Heh princess lullabies never fails to make me ponder on what is happening around me. I find it funny how people have different priorities. Why do we have different priorities? Some have priorities over the littlest things that truly means nothing to an another individual. At times, some people don’t actually realize that they prioritize something so much that it is actually a part of their lives. Well, what’s definite is that not everyone will like what I choose to prioritize. Each time I meet new people, I would always try to look deep in their hearts and figure our their backstory. What have they been through? What made them the person they are today? It would be inspiring to actually listen to what everyone has gone through. It might be tiring but it will always leave a mark on me. The reason why I love doing this is because I need clarification and justification on the things that people actually do. People dont just like or dislike things for no reason, everything comes with experience, a backstory. Why are they so weird? Why are they so quiet? Why are so loud and confident? Why is this so important? I would love for myself to stop being judgmental on how other people are behaving. No matter how much I assume and want people to perceive that I am not judgmental, deep down I am. The term first impressions are actually judgments.
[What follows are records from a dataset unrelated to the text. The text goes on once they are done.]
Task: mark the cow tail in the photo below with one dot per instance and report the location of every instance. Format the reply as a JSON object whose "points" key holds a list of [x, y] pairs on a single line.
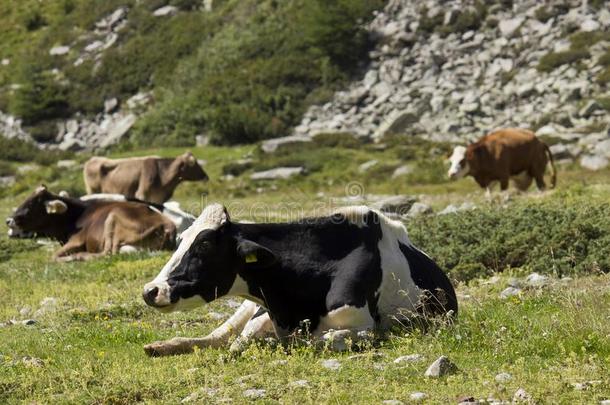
{"points": [[553, 169]]}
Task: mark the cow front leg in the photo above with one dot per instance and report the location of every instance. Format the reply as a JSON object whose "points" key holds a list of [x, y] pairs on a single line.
{"points": [[258, 327], [218, 338]]}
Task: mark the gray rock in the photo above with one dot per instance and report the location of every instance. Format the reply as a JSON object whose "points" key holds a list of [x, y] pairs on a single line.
{"points": [[118, 129], [331, 364], [398, 204], [254, 393], [510, 292], [59, 50], [271, 145], [537, 280], [419, 209], [409, 358], [418, 396], [521, 396], [503, 378], [509, 26], [402, 171], [366, 166], [110, 105], [278, 173], [594, 162], [589, 109], [441, 367], [165, 11]]}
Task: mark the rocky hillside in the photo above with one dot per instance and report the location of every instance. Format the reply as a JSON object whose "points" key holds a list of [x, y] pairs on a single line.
{"points": [[443, 70]]}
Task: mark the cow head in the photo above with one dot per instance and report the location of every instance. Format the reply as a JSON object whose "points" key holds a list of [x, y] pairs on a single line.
{"points": [[38, 213], [189, 168], [208, 264], [459, 163]]}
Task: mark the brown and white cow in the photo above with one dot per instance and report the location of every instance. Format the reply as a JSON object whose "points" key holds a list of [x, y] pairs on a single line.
{"points": [[148, 178], [92, 228], [510, 153]]}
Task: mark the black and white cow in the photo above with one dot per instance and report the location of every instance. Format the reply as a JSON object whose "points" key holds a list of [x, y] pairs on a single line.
{"points": [[350, 272]]}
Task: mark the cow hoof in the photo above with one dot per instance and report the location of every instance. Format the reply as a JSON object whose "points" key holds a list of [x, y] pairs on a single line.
{"points": [[165, 348]]}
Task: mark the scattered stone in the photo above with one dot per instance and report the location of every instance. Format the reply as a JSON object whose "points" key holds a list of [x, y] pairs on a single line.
{"points": [[503, 378], [110, 105], [280, 173], [594, 162], [510, 292], [402, 171], [521, 396], [271, 145], [166, 11], [66, 164], [441, 367], [299, 384], [331, 364], [536, 280], [59, 50], [409, 358], [254, 393], [364, 167], [418, 209]]}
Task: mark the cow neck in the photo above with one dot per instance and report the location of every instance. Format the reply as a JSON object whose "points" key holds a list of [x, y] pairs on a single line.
{"points": [[169, 169]]}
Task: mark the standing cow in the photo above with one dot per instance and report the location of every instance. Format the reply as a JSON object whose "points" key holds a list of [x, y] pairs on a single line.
{"points": [[505, 154], [149, 178], [351, 272]]}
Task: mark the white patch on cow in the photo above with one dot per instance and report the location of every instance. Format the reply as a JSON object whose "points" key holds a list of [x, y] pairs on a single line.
{"points": [[354, 214], [459, 166], [212, 217], [398, 294], [345, 317]]}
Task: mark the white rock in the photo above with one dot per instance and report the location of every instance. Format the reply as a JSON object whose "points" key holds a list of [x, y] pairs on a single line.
{"points": [[331, 364], [503, 378], [165, 11], [594, 162], [59, 50], [279, 173], [409, 358], [254, 393], [418, 396]]}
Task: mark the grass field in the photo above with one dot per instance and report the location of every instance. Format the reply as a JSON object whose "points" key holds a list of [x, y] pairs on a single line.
{"points": [[90, 322]]}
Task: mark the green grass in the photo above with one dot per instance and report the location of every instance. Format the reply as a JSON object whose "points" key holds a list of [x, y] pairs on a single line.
{"points": [[547, 339]]}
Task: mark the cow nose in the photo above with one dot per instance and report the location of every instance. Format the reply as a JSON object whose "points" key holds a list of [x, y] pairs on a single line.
{"points": [[150, 295]]}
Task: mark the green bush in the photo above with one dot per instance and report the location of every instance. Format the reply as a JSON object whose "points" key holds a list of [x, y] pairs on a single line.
{"points": [[557, 236], [553, 60]]}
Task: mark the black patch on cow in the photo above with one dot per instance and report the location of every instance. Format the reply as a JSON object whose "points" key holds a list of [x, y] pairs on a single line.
{"points": [[440, 295]]}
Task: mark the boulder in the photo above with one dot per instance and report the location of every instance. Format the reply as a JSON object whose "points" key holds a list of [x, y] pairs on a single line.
{"points": [[279, 173], [166, 11], [271, 145]]}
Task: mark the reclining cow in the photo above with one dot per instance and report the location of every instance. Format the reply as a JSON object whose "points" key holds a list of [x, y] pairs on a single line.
{"points": [[352, 272], [510, 153], [88, 229], [148, 178]]}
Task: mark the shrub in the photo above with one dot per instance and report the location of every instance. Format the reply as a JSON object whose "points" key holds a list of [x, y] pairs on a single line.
{"points": [[556, 236], [553, 60]]}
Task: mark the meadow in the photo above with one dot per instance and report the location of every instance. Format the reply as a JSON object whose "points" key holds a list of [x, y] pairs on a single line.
{"points": [[84, 343]]}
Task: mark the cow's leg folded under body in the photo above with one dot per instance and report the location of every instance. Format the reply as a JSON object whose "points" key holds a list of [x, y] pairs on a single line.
{"points": [[219, 337]]}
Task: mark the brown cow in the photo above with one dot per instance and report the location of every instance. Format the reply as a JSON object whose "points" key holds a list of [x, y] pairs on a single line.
{"points": [[505, 154], [149, 178], [95, 227]]}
Recently, Ive been getting closer to my fellow classmates which I never actually tried to care about in the last semester. Alhamdulillah Allah has given me the chance to get to know them better. It is never a regret to hear what they have gone through. Believe it or not, tears are shed. I know I am emotional, I get so tangled up on what a person has gone through by looking at them from afar, constantly laughing and trying so hard to make other people perceive that they are happy and cheerful. That fact makes me cry to myself. Yes, it is not even my problem but a little bit of empathy wouldn’t hurt, would it?
I admit, life would be wasteful if I never actually get to know more people. I used to hate socializing with other people because I used to think that I did not have the things that they have. But no, people have gone through far worst. It makes me realize that I do have everything. I have all the love I need, there is no need to be sad. The reason why I feel like everything is never enough is due to the fact that I am never grateful with the things I have and I constantly take them for granted which will then affect my own self. Which means that I am wasting all my sadness and tears for the things that are…stupid. Yes, stupid. Life IS too short to be sad, why be sad?
So um, test 1 just ended. Pray for me and fellow course mates, may we achieve the best. Now, let's strive for test 2! InsyaAllah.